Several major Denver-area systems operated at a loss in 2024: AdventHealth lost $68 million, Intermountain Health lost $155 million, and Denver Health lost about $53 million.

In contrast, HCA HealthONE hospitals — including Sky Ridge and Presbyterian St. Luke’s — posted the second-highest profits in the region at $617 million. Unlike Colorado’s major nonprofit systems, HealthONE is for-profit and pays taxes on its earnings.
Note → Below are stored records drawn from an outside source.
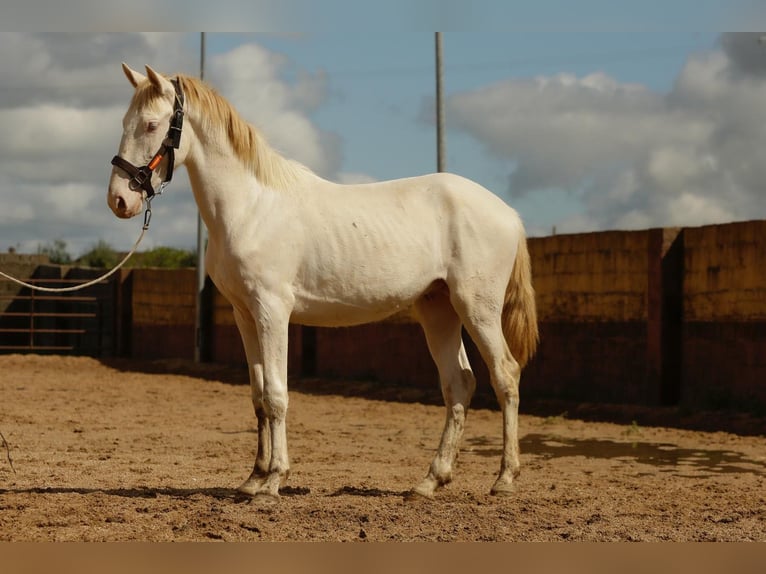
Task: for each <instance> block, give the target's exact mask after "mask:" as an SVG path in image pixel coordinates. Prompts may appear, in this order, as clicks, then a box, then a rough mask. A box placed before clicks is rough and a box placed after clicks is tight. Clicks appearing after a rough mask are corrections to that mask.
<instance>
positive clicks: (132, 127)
mask: <svg viewBox="0 0 766 574" xmlns="http://www.w3.org/2000/svg"><path fill="white" fill-rule="evenodd" d="M122 69H123V71H124V72H125V76H126V77H127V78H128V81H129V82H130V83H131V84H132V85H133V87H134V88H135V93H134V95H133V99H132V100H131V102H130V107H129V108H128V111H127V112H126V113H125V117H124V118H123V120H122V140H121V141H120V149H119V152H118V154H117V155H116V156H115V157H114V159H113V160H112V165H113V166H114V168H113V169H112V176H111V179H110V180H109V191H108V193H107V202H108V203H109V207H110V208H111V209H112V211H113V212H114V214H115V215H117V217H123V218H128V217H133V216H134V215H138V214H139V213H141V210H142V208H143V203H144V198H145V197H146V198H151V197H152V196H153V195H154V193H155V187H156V186H158V185H159V186H160V189H161V186H162V185H163V184H164V183H166V182H167V181H169V180H170V178H171V177H172V175H173V168H174V165H175V166H178V165H180V164H182V163H183V161H184V158H185V156H186V151H187V149H188V142H186V141H185V140H186V139H187V138H183V137H182V130H181V128H182V126H183V99H184V98H183V92H182V91H181V88H180V85H179V84H178V82H177V81H175V82H174V81H171V80H168V79H167V78H165V77H163V76H161V75H160V74H158V73H157V72H155V71H154V70H152V69H151V68H150V67H149V66H146V73H147V75H146V76H144V75H143V74H141V73H139V72H136V71H135V70H131V69H130V68H129V67H128V66H127V65H125V64H123V65H122ZM139 166H140V167H139Z"/></svg>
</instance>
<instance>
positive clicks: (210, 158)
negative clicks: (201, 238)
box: [185, 142, 259, 230]
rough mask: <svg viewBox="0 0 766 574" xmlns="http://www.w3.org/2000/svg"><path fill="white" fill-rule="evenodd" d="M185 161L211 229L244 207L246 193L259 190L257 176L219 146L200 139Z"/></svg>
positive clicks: (187, 170)
mask: <svg viewBox="0 0 766 574" xmlns="http://www.w3.org/2000/svg"><path fill="white" fill-rule="evenodd" d="M224 149H225V148H224ZM185 163H186V169H187V171H188V172H189V182H190V183H191V187H192V192H193V193H194V199H195V201H196V202H197V207H198V208H199V211H200V215H201V216H202V219H203V221H204V222H205V225H206V226H207V227H208V229H209V230H215V229H217V228H219V227H220V225H221V222H222V221H226V220H231V218H232V214H236V212H237V211H238V210H241V209H242V206H243V204H244V202H245V201H246V198H245V194H251V195H252V194H253V193H258V192H259V189H258V186H257V185H256V184H255V176H253V174H251V173H249V171H248V170H247V168H246V167H245V166H244V165H242V163H241V162H240V161H239V160H238V159H237V158H235V157H233V156H232V155H231V154H226V153H225V152H224V151H223V149H222V148H218V146H215V145H208V144H204V143H203V142H197V143H196V145H194V146H193V147H192V150H191V151H190V153H189V155H188V157H187V159H186V162H185Z"/></svg>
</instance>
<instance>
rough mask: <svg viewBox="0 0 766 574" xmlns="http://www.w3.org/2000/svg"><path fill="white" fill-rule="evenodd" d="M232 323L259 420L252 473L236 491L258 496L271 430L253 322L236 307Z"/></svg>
mask: <svg viewBox="0 0 766 574" xmlns="http://www.w3.org/2000/svg"><path fill="white" fill-rule="evenodd" d="M234 320H235V321H236V323H237V327H238V328H239V333H240V335H241V336H242V343H243V345H244V347H245V356H246V357H247V369H248V372H249V375H250V391H251V395H252V399H253V410H254V411H255V416H256V418H257V419H258V450H257V452H256V455H255V465H254V466H253V472H252V473H250V476H249V477H248V479H247V480H246V481H245V482H243V483H242V485H241V486H240V487H239V488H238V489H237V490H239V491H240V492H242V493H244V494H249V495H253V494H255V493H256V492H258V490H259V489H260V488H261V486H262V485H263V481H264V479H265V478H266V476H267V475H268V470H269V462H270V461H271V429H270V427H269V421H268V418H267V417H266V412H265V410H264V407H263V360H262V358H261V347H260V343H259V342H258V331H257V329H256V328H255V322H254V321H253V318H252V316H251V315H250V314H249V312H247V311H241V310H239V309H237V308H236V307H235V308H234Z"/></svg>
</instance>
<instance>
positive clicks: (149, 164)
mask: <svg viewBox="0 0 766 574" xmlns="http://www.w3.org/2000/svg"><path fill="white" fill-rule="evenodd" d="M170 81H171V82H172V83H173V87H174V88H175V89H176V98H175V104H174V105H173V117H172V118H170V127H169V128H168V133H167V134H166V135H165V139H164V140H163V141H162V145H161V146H160V149H159V150H157V153H156V154H154V157H153V158H152V159H151V160H150V161H149V163H148V164H146V165H144V166H141V167H136V166H135V165H133V164H132V163H130V162H129V161H128V160H126V159H124V158H121V157H120V156H118V155H116V156H114V157H113V158H112V165H113V166H116V167H119V168H120V169H121V170H123V171H124V172H125V173H127V174H128V175H129V176H130V181H129V182H128V187H129V188H130V189H131V190H132V191H136V190H137V189H143V190H144V191H145V192H146V198H147V199H151V198H152V197H154V194H155V191H154V188H153V187H152V173H153V172H154V170H155V169H157V166H158V165H160V162H161V161H162V158H163V157H165V156H166V155H167V156H168V169H167V172H166V174H165V179H164V180H163V181H162V184H161V186H160V191H159V193H162V189H163V188H164V187H165V186H166V185H167V184H168V183H170V180H171V179H173V164H174V163H175V152H174V151H173V150H176V149H178V146H180V145H181V129H183V125H184V93H183V91H182V90H181V84H180V82H179V81H178V79H173V80H170Z"/></svg>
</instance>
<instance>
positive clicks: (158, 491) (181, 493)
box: [0, 486, 407, 503]
mask: <svg viewBox="0 0 766 574" xmlns="http://www.w3.org/2000/svg"><path fill="white" fill-rule="evenodd" d="M3 494H53V495H55V494H80V495H90V494H103V495H106V496H114V497H118V498H136V499H154V498H158V497H160V496H167V497H170V498H178V499H187V498H193V497H195V496H202V497H206V498H213V499H216V500H224V501H229V502H234V503H243V502H250V501H252V500H253V497H252V496H250V495H247V494H243V493H241V492H239V491H237V490H235V489H232V488H173V487H148V486H142V487H134V488H84V487H33V488H19V489H11V488H0V495H3ZM279 494H280V496H284V497H299V496H307V495H309V494H311V489H309V488H307V487H305V486H283V487H281V488H280V489H279ZM406 495H407V491H402V492H399V491H393V490H383V489H380V488H360V487H356V486H342V487H341V488H339V489H337V490H335V491H333V492H331V493H329V494H326V495H325V496H329V497H337V496H361V497H373V498H384V497H404V496H406Z"/></svg>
Children’s Hospital Colorado facilities in Aurora and Colorado Springs lost more than $120 million on patient care but ended the year with more than $90 million in total profit thanks to significant philanthropic and other revenue sources.

Outside the metro area, Banner Health was the only major system to lose money, reporting a $20 million loss. Banner’s McKee Medical Center — which recently closed its emergency room as it transitions into a specialty hospital — accounted for $17 million of that deficit.

Baumgarten said the McKee transition illustrates a broader industry shift. Hospitals increasingly seek to build outpatient facilities, which are less expensive to operate and more profitable. But that shift requires substantial investment — a challenge for small, rural hospitals not backed by large health systems.

“The successful hospitals are the ones making the shift to more outpatient facilities,” Baumgarten said. “That’s the challenge to small, rural hospitals that are not part of a larger system because it requires capital.”